Using the Suzaku satellite`s X-ray Imaging Spectrometer (XIS), the astronomers observed the remnant of Kepler`s supernova in 2009 and 2011. With a total effective XIS exposure of more than two weeks, the X-ray spectrum reveals several faint emission features from highly ionized chromium, manganese and nickel in addition to a bright emission line from iron. The detection of all four elements was crucial for understanding the original star.
Cosmologists regard type Ia supernovae as "standard candles" because they release similar amounts of energy. By comparing this standard to the observed peak brightness of a type Ia supernova, astronomers can pin down its distance. Their similarity stems from the fact that the exploding star is always a compact stellar remnant known as a white dwarf.
The findings provide strong evidence that the original white dwarf possessed roughly three times the amount of metals found in the sun. Progressive stellar generations seed interstellar gas with increasing proportions of metals.
The remnant, which lies about 23,000 light-years away toward the constellation Ophiuchus, lies much closer to our galaxy`s crowded central region than the sun does. There, star formation was probably more rapid and efficient.
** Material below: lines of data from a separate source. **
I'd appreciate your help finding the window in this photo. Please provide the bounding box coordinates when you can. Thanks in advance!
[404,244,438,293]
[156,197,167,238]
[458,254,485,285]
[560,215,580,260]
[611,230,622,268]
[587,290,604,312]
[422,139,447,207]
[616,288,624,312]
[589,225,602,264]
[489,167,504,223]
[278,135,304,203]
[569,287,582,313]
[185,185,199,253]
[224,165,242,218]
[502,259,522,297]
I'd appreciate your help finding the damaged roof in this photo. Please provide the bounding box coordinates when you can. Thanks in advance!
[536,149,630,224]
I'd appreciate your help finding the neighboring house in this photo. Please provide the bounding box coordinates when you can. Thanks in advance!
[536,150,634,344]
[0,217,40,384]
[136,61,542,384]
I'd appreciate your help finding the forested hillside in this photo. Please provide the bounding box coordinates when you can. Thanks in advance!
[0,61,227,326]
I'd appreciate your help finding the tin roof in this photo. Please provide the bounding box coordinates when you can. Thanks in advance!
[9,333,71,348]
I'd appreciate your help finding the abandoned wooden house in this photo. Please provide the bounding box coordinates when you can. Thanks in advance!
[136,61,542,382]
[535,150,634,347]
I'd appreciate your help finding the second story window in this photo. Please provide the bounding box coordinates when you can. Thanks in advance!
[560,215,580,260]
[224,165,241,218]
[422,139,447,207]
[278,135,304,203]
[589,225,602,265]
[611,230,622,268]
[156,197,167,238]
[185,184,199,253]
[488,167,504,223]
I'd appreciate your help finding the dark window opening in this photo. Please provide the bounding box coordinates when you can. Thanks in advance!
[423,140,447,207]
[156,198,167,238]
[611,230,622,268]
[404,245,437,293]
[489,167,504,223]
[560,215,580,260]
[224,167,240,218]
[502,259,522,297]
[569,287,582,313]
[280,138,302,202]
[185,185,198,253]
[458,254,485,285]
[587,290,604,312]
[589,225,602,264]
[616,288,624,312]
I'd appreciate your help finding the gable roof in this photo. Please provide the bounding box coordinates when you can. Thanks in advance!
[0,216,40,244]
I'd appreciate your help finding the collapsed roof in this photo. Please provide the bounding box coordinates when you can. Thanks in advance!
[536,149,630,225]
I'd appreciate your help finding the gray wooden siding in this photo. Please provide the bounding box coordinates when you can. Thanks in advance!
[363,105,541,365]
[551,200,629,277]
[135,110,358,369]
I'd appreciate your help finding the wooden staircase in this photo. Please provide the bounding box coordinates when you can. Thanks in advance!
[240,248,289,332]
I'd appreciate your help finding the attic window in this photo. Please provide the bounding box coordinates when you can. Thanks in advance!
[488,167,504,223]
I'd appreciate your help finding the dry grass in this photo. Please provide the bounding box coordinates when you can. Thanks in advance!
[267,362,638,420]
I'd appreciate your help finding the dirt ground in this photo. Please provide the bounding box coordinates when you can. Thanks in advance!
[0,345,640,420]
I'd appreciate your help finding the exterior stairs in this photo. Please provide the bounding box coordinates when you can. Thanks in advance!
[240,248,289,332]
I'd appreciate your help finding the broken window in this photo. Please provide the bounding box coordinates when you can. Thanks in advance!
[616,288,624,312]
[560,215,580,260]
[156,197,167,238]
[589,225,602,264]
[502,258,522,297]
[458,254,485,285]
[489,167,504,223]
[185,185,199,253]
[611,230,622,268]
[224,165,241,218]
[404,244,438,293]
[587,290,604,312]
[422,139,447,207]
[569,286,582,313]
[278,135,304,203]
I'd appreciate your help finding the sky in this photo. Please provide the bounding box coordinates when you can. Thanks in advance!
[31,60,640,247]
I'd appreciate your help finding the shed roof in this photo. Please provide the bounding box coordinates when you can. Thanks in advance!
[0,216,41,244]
As a result, the star that blazed forth as Kepler`s supernova likely formed out of material that already was enriched with a higher fraction of metals.
While the Suzaku results do not directly address which type of binary system triggered the supernova, they indicate that the white dwarf was probably no more than a billion years old when it exploded, or less than a quarter of the sun`s current age.
The researchers discuss the findings in a paper scheduled for publication in the April 10 issue of The Astrophysical Journal Letters and now available online.